Doch gera­de die­se Ehr­furcht vor Got­tes Wort ist vie­ler­orts ver­lo­ren gegan­gen; sowohl bei ein­zel­nen Chris­ten als auch in gan­zen Gemein­den und Kir­chen. Wo die Hei­li­ge Schrift nicht mehr als höchs­te Auto­ri­tät geach­tet wird, ver­flacht der Glau­be, und mensch­li­che Mei­nun­gen tre­ten an die Stel­le gött­li­cher Wahr­heit. Man gewöhnt sich an einen Umgang mit der Bibel, der mehr von Bequem­lich­keit oder Zeit­geist geprägt ist als von Stau­nen und Gehor­sam. Die­se Ent­wick­lung soll­te uns wach­rüt­teln. Denn ohne Ehr­furcht vor Got­tes Wort ver­lie­ren wir den Kom­pass, der uns durch die Her­aus­for­de­run­gen unse­rer Zeit führt. Es ist höchs­te Zeit, dass wir neu ler­nen, mit hei­li­ger Ach­tung vor der Schrift zu ste­hen; nicht aus Angst, son­dern aus Lie­be zu dem Gott, der durch sie spricht.
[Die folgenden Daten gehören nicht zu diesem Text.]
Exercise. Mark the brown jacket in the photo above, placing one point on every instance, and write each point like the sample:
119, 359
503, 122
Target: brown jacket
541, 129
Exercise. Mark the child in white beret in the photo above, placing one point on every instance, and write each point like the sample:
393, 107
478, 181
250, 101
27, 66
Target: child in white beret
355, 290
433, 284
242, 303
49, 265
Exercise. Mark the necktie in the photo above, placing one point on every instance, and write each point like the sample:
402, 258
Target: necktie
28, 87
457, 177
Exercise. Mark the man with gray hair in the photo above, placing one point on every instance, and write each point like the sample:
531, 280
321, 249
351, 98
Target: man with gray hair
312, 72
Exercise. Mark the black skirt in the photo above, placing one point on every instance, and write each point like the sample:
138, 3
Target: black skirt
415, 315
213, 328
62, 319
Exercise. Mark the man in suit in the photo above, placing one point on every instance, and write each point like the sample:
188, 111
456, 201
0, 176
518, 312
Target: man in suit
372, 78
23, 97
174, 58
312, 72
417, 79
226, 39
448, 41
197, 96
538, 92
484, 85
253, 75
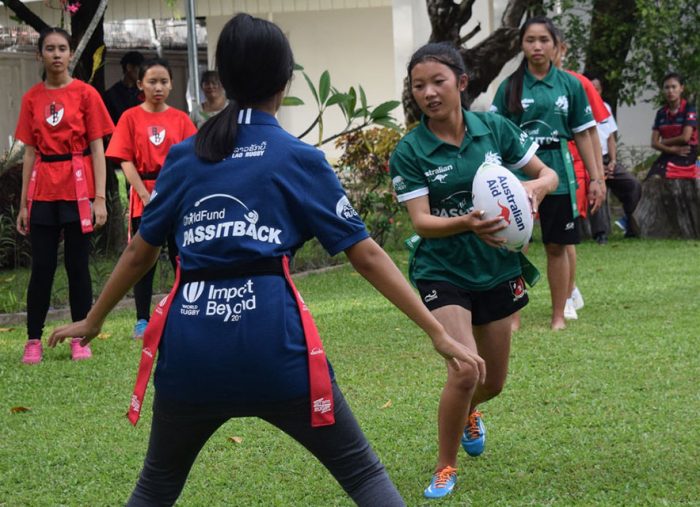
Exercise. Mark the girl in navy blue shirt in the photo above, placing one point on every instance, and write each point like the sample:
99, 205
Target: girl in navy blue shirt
240, 199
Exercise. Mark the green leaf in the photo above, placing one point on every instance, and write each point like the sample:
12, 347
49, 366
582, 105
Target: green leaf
292, 101
386, 122
324, 87
311, 87
383, 109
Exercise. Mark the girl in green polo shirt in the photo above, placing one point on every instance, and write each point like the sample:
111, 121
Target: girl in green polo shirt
471, 284
551, 106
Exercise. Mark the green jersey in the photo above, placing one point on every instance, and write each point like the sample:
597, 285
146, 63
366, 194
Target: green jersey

Abschlie­ßend lässt sich fest­hal­ten, dass Klar­heit in der Bibel­aus­le­gung kein uner­reich­ba­res Ide­al ist, son­dern eine rea­lis­ti­sche Ziel­set­zung für jeden, der bereit ist, die not­wen­di­ge Zeit und Mühe zu inves­tie­ren. Sie erfor­dert eine Kom­bi­na­ti­on aus intel­lek­tu­el­ler Red­lich­keit, geist­li­cher Offen­heit, metho­di­scher Sorg­falt und prak­ti­scher Anwen­dung. Wer die­se Prin­zi­pi­en befolgt, wird die Erfah­rung machen, dass Got­tes Wort tat­säch­lich eine Leuch­te für unse­re Füße und ein Licht auf unse­rem Weg ist, wie es Psalm 119,105 ver­heißt. In einer Welt vol­ler Ver­wir­rung und wider­sprüch­li­cher Stim­men bie­tet die klar ver­stan­de­ne und treu befolg­te Hei­li­ge Schrift eine siche­re Ori­en­tie­rung und einen fes­ten Halt, der uns durch alle Stür­me des Lebens trägt.